Authentication

Authentication is how the server knows who is making the request. A common method for doing so is to issue a persistent session after a user has provided valid credentials, however there are many available strategies.

The authentication subdirectory is an editable subdirectory where you can handle any authentication logic.

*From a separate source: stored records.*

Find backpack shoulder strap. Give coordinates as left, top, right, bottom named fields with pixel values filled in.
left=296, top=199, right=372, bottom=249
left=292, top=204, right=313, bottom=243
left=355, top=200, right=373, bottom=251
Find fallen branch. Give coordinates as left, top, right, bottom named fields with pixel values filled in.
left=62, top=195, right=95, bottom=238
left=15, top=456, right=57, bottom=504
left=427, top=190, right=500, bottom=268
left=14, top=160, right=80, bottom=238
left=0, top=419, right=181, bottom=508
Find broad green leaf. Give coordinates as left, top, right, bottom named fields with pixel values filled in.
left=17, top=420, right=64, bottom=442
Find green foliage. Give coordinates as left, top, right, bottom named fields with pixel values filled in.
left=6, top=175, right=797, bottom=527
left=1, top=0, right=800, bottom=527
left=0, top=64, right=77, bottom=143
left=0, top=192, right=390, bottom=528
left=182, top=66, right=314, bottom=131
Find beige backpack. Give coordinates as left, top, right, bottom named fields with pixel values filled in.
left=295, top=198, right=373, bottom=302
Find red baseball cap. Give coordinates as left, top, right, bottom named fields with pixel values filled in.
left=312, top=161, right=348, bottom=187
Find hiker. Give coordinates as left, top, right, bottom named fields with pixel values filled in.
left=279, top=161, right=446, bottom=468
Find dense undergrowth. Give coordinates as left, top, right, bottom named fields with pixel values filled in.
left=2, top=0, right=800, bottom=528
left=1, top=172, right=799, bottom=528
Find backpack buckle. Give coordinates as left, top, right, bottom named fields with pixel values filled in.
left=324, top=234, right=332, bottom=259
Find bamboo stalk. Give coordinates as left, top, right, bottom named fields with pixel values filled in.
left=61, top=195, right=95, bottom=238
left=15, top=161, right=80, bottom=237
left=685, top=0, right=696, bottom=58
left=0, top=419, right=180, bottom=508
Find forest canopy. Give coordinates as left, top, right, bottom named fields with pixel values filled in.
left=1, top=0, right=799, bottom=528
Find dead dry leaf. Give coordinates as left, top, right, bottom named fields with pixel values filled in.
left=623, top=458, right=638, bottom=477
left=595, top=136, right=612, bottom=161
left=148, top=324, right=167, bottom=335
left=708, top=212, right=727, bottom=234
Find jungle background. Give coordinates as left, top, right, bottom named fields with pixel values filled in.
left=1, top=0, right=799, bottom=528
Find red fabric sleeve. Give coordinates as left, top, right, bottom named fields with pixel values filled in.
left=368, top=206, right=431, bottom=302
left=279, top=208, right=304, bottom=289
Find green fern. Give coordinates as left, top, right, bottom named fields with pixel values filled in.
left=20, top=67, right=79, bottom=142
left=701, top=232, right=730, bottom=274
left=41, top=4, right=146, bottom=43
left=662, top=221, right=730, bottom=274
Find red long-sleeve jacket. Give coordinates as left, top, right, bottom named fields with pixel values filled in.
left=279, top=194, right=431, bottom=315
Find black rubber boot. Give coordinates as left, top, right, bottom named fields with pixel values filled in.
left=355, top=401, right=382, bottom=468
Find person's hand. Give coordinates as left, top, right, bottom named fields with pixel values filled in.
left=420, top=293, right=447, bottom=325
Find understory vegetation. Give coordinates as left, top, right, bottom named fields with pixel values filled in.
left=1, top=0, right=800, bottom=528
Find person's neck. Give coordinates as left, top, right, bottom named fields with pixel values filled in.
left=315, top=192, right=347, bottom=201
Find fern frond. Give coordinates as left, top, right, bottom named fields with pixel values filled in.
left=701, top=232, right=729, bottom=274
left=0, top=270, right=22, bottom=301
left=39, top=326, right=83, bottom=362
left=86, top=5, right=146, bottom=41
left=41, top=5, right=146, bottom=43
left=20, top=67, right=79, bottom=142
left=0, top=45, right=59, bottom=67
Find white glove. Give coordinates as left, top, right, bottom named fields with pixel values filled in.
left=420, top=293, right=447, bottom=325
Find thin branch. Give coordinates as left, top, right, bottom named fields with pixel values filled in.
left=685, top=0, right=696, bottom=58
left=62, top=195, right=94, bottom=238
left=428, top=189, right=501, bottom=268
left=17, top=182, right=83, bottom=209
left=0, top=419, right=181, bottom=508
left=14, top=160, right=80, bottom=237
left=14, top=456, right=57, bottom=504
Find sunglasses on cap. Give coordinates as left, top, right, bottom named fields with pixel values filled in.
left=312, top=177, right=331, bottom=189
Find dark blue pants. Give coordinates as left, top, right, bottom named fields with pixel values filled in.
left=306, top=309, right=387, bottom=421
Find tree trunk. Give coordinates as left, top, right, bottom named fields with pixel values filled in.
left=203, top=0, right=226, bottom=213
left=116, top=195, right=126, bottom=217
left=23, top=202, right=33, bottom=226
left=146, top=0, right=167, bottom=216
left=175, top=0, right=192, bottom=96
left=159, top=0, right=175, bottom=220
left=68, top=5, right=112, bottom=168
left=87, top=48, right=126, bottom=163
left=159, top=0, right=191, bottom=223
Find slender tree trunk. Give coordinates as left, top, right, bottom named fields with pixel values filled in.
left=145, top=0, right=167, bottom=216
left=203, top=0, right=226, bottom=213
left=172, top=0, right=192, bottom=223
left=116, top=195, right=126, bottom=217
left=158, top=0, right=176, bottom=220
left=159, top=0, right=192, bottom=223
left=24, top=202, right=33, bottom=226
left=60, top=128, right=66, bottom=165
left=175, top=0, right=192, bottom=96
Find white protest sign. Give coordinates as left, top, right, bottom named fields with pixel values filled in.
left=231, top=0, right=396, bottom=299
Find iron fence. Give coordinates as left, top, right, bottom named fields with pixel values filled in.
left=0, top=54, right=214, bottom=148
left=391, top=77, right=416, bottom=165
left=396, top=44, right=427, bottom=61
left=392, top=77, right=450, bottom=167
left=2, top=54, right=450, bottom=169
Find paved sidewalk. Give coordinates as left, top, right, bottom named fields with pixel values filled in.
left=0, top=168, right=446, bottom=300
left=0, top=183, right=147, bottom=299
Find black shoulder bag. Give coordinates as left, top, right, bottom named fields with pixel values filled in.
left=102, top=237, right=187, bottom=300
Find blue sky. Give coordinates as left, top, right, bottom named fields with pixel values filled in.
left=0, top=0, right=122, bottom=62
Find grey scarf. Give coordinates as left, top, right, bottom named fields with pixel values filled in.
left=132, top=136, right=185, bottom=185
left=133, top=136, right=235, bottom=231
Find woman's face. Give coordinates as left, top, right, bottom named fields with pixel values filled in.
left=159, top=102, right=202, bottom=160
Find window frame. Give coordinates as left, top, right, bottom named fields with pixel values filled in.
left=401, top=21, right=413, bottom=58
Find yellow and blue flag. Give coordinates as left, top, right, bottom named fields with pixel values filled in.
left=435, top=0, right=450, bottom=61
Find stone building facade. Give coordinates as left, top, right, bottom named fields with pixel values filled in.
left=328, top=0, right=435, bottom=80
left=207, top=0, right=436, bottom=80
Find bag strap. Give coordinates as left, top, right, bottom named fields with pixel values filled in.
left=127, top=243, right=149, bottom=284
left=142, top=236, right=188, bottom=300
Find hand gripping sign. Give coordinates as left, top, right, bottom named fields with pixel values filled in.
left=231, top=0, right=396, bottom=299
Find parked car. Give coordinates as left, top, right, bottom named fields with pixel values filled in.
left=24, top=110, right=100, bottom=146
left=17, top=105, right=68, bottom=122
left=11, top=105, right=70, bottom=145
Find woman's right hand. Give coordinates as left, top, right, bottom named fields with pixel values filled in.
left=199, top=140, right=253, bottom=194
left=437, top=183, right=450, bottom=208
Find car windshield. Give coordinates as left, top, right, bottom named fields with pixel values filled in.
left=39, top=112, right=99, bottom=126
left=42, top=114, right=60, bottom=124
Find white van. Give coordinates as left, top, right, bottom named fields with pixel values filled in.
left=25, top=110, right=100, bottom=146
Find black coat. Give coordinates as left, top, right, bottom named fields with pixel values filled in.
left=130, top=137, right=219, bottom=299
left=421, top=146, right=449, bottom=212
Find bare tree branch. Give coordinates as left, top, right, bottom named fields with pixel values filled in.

Each service, and further, each service’s actions have their own subdirectories.

my-first-api
│   ...
│
│
│
│
│
└src
    │   server.ts
    │
    └authentication
    │   │
    │   └{service}
    │   │   │
    │   │   └{action}
    │   │   │   │   index.ts
    │   │   │
    │   │   └{...}
    │   │
    │   └{...}
    │
    └...

An example action’s index.ts file is:

import { Request, Response } from 'express';
import appContext from '../../../context/app';
import requestContext from '../../../context/request/todos/show';
import { HttpReturn } from '../../../internal/utils';
import { ShowTodoPayload } from '../../../models';

export default async (
  appCtx: appContext,
  requestCtx: requestContext,
  payload: ShowTodoPayload,
  req: Request,
  res: Response,
): Promise<HttpReturn | void> => {
  // check session
  if (!req.session.userID)
    return new HttpReturn(401, 'unauthorized');

  requestCtx.isAdmin = session.isAdmin;
  requestCtx.userID = session.userID;
}

Actions that do not have a payload defined in the ./design.json file will not include a payload parameter in the function definition.

Returning an HttpReturn from the function will break the chain of request middleware. The next function in the chain is the authorization handler.